When spilling the beans about their critically acclaimed second album London (Candlelight), Voices guitarist Sam Loynes walked Ghost Cult through his own metal journey, and then onto how Voices was spawned from the ashes of the empire that was Akercocke…
Where did the journey to Voices and current album London start from?
The band that got me into heavy metal, the band that got me to being a long-haired teenage twat smoking draw way too young was Metallica. No two ways about that. Metallica and Megadeth. I remember when I first heard ‘Blackened’ and ‘One’, at the time it was as extreme as anything I’d ever heard! In the same way that a few years later when I heard Akercocke and thought “This is the most extreme thing ever”, so ‘One’ did that for me then. After that, Master of Puppets is the most important record in my heavy metal upbringing prior to going into left-field stuff, then definitely Emperor and Death as the gateway, the ones that got me into extreme music and what I then went into.
I can hear a fair bit of Schuldiner in your riffs – the off time, the note patterns and structures…
That’s awesome man, thank you. Death are as close to an acute influence on my playing and Dave (Gray – drums)’s playing as it gets. There are other choice bands we try to emulate but without copying or assuming we can get anywhere near creating songs those guys did.
Have you heard the new Napalm (Death)? The fucking sound of that new Napalm is amazing. Have you seen them live before? I don’t know what it is, but they just blow everyone else off stage when it comes to extremity, and I was trying to realize what it was, to tap into it, and it’s fucking conviction. They play a headline show with a bunch of other bands supporting them, younger bands, and they may be technically better, or they may be faster, or whatever, but it just doesn’t come across. Soon as you hear Napalm Daeth, the punk rock influence elevates it to an unrivalled level of extremity. Totally unrivalled. There’s only a few others, perhaps, maybe Converge can do it, but fucking Napalm Death live is the best thing ever. Oh, mate, you must check them out.

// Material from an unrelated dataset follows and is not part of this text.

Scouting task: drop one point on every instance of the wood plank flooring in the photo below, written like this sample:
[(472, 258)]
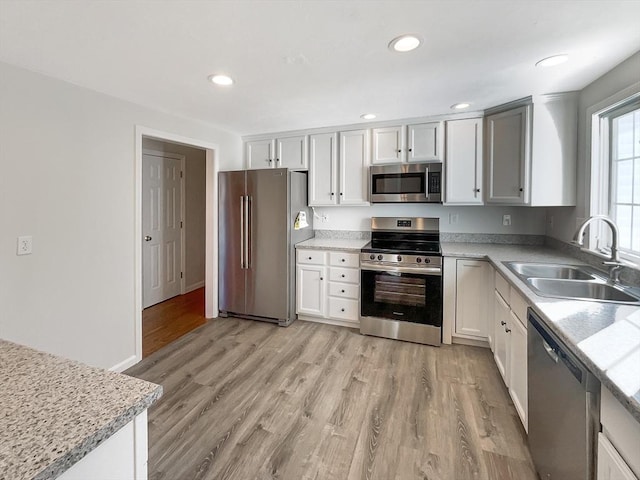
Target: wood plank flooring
[(251, 400), (167, 321)]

Coming on from your influences, you joined your current band mates Dave Gray and Pete Benjamin in Akercocke as their line up changed. First up, I’ve heard many different pronunciations of the “old band”, so, horse’s mouth, what is it…?
Ack – er – cock – err is how we pronounced it in the band
It’s an association that will always exist for Voices, but does the retained interest in Akercocke continue to surprise you?
I’m just a fan of the band. I was lucky enough to play with them in their last wave, though I’d known them for a number of years, but I was just a fan of the band like everyone else. But the legacy, the fact that people hark back to the Akercocke and say our sound is reminiscent of it sometimes, is all complimentary to me. They’re still an influence on me, particularly Jason’s playing and singing, so I only see the association as a positive thing, but we take that legacy and are looking to move forward with Voices. We are trying to establish ourselves with our own identity, which is happening.
So, what happened with the transition to Voices, and the unwinding of Akercocke?
Unwinding is the right word, the best way to describe it. There wasn’t any specific moment or thing that led to it. Myself, Dave and Pete wanted to continue jamming whilst Jason (Mendonca – guitars/vocals) was in a position where, well, life took over. It got to the stage where we were trying to meet up weekly (with Jason) and it wasn’t happening, so we thought “While we’re here, let’s get some music together”. There was no intention to bring it into a band scenario, but between the three of us, some songs started to form. We realized it had serious legs to it and we wanted to pursue it while seeing if Akercocke would continue, because we didn’t know what would happen there because Akercocke is Jason’s thing.
What we were doing, organically became songs and then within a couple of months a whole album. It happened like that, quick but naturally and organically. There was a general idea to do something more minimal and primal, moving away from the progressive metal that Akercocke was steeped within. We wanted to strip it back and do a cold, harsh black metal band, but at the same time, not shy away from the disposition that Ak always had of doing something a little punky, a little avant-garde, and being open minded, while stripping it back from the complexities that Akercocke pursued.
We were definitely comfortable having played with each other for a number of years and in the same rehearsal space, but it wasn’t like we were looking to do material that would be the next Akercocke, because obviously Jason’s the man when it comes to Ak. So it was “let’s do something a bit different and see where it goes from there”. There was no attempt to re-do Akercocke, and there’s no way we could have done that as they were such an idiosyncratic band, but we have a musical language and understanding between us, which was why it was so fruitious in the early stages.
Do you think Akercocke is an entity that will be revisited?
I don’t have the authority to say one way or the other, but you just never know. Jason’s still a great musician who loves to play, Dave still loves to play, so it all depends on life and if it’s something they want to revisit, or just leave it with the legacy it has. I say, never say never, but right now, Voices is what’s happening and it seems unlikely Ak is going to return anytime soon. But like most other people, I’m saying fingers crossed for some point.